14. A method for preparing a library of nucleic acids encoding a diversified immunoglobulin, comprising the steps of:

(a) amplifying a nucleic acid encoding the immunoglobulin using a first set of at least four primers, of which two primers are overlapping, and wherein one of the overlapping primers consists of a plurality of different primers, each of which comprises a mutagenic region which generates a mutation in a part of the nucleic acid;

(b) purifying the amplification products thus obtained;

(c) assembling the amplification products in a further amplification reaction using a second set of primers which encompass the entire nucleic acid which encodes the immunoglobulin; and

(d) inserting the assembled amplification product into an expression vector.

15. A method according to claim 14 wherein the nucleic acid and assembled amplification product which is finally obtained after the mutagenesis procedure encode the gene product which it is desired to obtain in its entirety.

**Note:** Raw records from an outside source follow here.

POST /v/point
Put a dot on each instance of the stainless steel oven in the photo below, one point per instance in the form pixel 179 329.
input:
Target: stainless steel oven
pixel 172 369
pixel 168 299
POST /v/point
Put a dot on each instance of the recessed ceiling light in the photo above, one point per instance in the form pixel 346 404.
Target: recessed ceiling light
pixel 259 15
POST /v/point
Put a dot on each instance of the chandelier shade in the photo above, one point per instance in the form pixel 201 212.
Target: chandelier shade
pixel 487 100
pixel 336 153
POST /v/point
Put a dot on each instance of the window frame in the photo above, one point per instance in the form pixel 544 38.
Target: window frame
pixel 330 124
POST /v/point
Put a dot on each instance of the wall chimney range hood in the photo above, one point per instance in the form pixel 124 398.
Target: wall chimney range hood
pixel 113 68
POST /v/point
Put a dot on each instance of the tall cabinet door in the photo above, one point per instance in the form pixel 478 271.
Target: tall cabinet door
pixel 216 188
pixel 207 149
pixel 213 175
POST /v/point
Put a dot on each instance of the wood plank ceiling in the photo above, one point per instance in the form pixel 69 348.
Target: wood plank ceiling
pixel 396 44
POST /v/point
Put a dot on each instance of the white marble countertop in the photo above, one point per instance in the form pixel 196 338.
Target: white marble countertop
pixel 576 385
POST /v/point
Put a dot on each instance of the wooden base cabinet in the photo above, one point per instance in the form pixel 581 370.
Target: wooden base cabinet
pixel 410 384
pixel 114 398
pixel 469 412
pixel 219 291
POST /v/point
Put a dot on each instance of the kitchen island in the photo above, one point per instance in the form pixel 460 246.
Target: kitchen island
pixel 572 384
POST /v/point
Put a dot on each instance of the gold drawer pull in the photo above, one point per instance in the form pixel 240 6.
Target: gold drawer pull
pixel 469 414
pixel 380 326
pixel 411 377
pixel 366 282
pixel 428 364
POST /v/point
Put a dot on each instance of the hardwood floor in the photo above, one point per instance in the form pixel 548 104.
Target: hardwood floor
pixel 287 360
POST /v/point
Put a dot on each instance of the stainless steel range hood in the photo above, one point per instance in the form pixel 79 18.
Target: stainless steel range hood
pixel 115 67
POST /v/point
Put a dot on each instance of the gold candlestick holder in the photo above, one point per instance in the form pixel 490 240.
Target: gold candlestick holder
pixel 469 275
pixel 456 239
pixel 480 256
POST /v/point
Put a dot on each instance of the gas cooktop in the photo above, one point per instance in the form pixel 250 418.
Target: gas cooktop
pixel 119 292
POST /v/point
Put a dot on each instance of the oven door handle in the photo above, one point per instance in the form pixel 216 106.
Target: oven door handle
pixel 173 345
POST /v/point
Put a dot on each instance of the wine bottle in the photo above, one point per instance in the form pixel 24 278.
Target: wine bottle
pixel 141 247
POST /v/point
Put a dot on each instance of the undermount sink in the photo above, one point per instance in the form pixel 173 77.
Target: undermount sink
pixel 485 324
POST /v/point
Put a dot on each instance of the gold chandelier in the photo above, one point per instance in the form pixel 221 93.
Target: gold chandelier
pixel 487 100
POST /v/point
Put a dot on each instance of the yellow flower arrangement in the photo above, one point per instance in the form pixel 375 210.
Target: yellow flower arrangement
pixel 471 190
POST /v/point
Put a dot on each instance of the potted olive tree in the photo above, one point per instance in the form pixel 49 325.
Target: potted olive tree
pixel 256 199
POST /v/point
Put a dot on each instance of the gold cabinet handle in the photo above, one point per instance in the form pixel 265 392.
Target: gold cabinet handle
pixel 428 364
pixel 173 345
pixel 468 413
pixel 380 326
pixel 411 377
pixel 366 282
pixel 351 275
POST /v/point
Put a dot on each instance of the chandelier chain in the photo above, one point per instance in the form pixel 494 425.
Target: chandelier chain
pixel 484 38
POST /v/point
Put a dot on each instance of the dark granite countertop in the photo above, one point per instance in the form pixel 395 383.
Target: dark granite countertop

16. A method according to claim 14 or claim 15, wherein primers are used which comprise a multiple codon equivalence of randomised or semi-randomised sequence.

17. A method according to any one of claims 14 to 16, wherein two or more diversified primer sets are used simultaneously to diversify two or more separate regions.

18. A method according to any one of claims 14 to 17 wherein two or more PCR products are generated which overlap.

19. A method according to any one of claims 14 to 18, wherein multiple codon equivalence extends over two to twelve codons.

20. The method of any preceding claim, further comprising the steps of causing the expression vector to produce the nucleic acid molecule and isolating the immunoglobulin thus produced.

21. An immunoglobulin produced by expression of an expression vector according to any one of claims 1 to 19.

22. A library produced by the method of any one of claims 14 to 19.